Des Brown:

Comment: Is it too early to start talking about Britain’s post-EU future?

Comment: Is it too early to start talking about Britain’s post-EU future?

By Des Brown

On the eve of the 1979 general election, James Callaghan said: "You know there are times, perhaps once every thirty years, when there is a sea-change in politics. It then does not matter what you say or what you do. There is a shift in what the public wants and what it approves of.”

There feels like a sea change now in favour of the UK heading down a one-way avenue towards exit from the European Union. It feels almost inevitable now that a 'no' (withdrawal) vote will be successful and the UK will become the first member state to depart come the referendum in 2017 (Greenland withdrew in 1985, but they are a Danish province not a state).

It may well be sooner. David Cameron is facing considerable pressure from over a third of his party who are less inclined to renegotiate membership and more to quit at the earliest possible opportunity. Any incoming Labour administration in May 2015 would find the groundswell of support for a referendum impossible to ignore.

But why is what was once unthinkable now likely? The 'no' campaign will become a coalition of the ill-tempered, bitter and always furious. Who will be part of this coalition? Every one who is anti-EU (a broad cross section of people nobody likes, from Michael Gove to Bob Crow), people who are anti-immigration, people who want to restore capital punishment (something which EU membership prohibits), people who are anti-Tory, so will vote 'no' simply because Cameron is fighting to stay in and the Dailys: Mail, Express and Telegraph (which looks increasingly probable it will switch its support to Ukip at the General Election, following its readership).  The 'no' campaign will serve as the depository for lots of people who know what they're against but not what they're for. The Tory right and Ukip will play to this during the referendum, with the two magic words being 'capital punishment' – leave the European Union and we'll be free to re-introduce the death penalty, something which will guarantee the votes of 90% of all policemen alone.

The 'yes' campaign will be measured, thoughtful and full of detailed analysis, as indicated by Geoffrey Howe's article in Sunday's Observer, making a plausible case for British membership. All three major party leaders will campaign for a 'yes' vote to stay in, as well as the CBI and  The Guardian, Independent, Financial Times and Mirror. Although were the Conservatives to lose the election, it is uncertain quite how eurosceptic the political complexion of its new leader would be.

The 'yes' campaign has an excellent case to make. The UK needs to be a member simply because of Britain's USP amongst the world's nations: senior member of the EU, Commonwealth and Nato, the Atlantic alliance with Washington and a seat on the UN Security Council. Leaving the EU diminishes this. It also leaves the UK without free access to one of the world's largest trading areas. And, after all, couples only divorce when they no longer have anything in common, are no longer talking to each other and the marriage has broken down irrevocably. Is this really the case with Europe?

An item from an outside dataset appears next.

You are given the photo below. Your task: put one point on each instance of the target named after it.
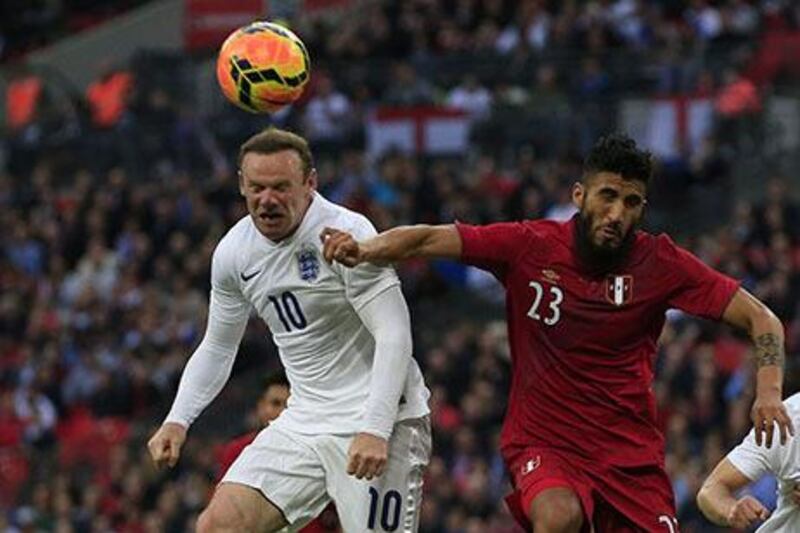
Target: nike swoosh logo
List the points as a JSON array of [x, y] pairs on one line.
[[248, 277]]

But the 'yes' campaign also has a mountain to climb and their voices will drowned out as the 'no' campaign is characterised its incensed anger and bad temper. Back on June 7th, 1975, a leader in The Times hailed the vote to remain in the EEC as "a wonderful result".   But parallels with the 1975 referendum will be largely redundant as in June 1975 the UK had only been a member of the Common Market for two-and-a-half years, the nature of it was different and there was no Ukip acting as an agent provocateur for acrimony (the result then was 67% voting to stay in). No opinion poll now shows a majority in favour of staying in. The most recent You Gov/Sunday Times poll on May 19 showed 36% would vote to stay, 45% to leave.

No one really knows what the process of British disengagement will involve as, since the signing of the Treaty of Rome in 1957, the union has always increased in size, not decreased. However, departure now feels like the settled and inevitable will of a large section of the population and the talk will soon be of Britain's post-EU future.

Des Brown is a blogger behind Be Not Afeard the Isle is Full of Noises, about the cultural, social and political life of Great Britain.  He also writes for the Newcastle Free Press and The Moscow Times.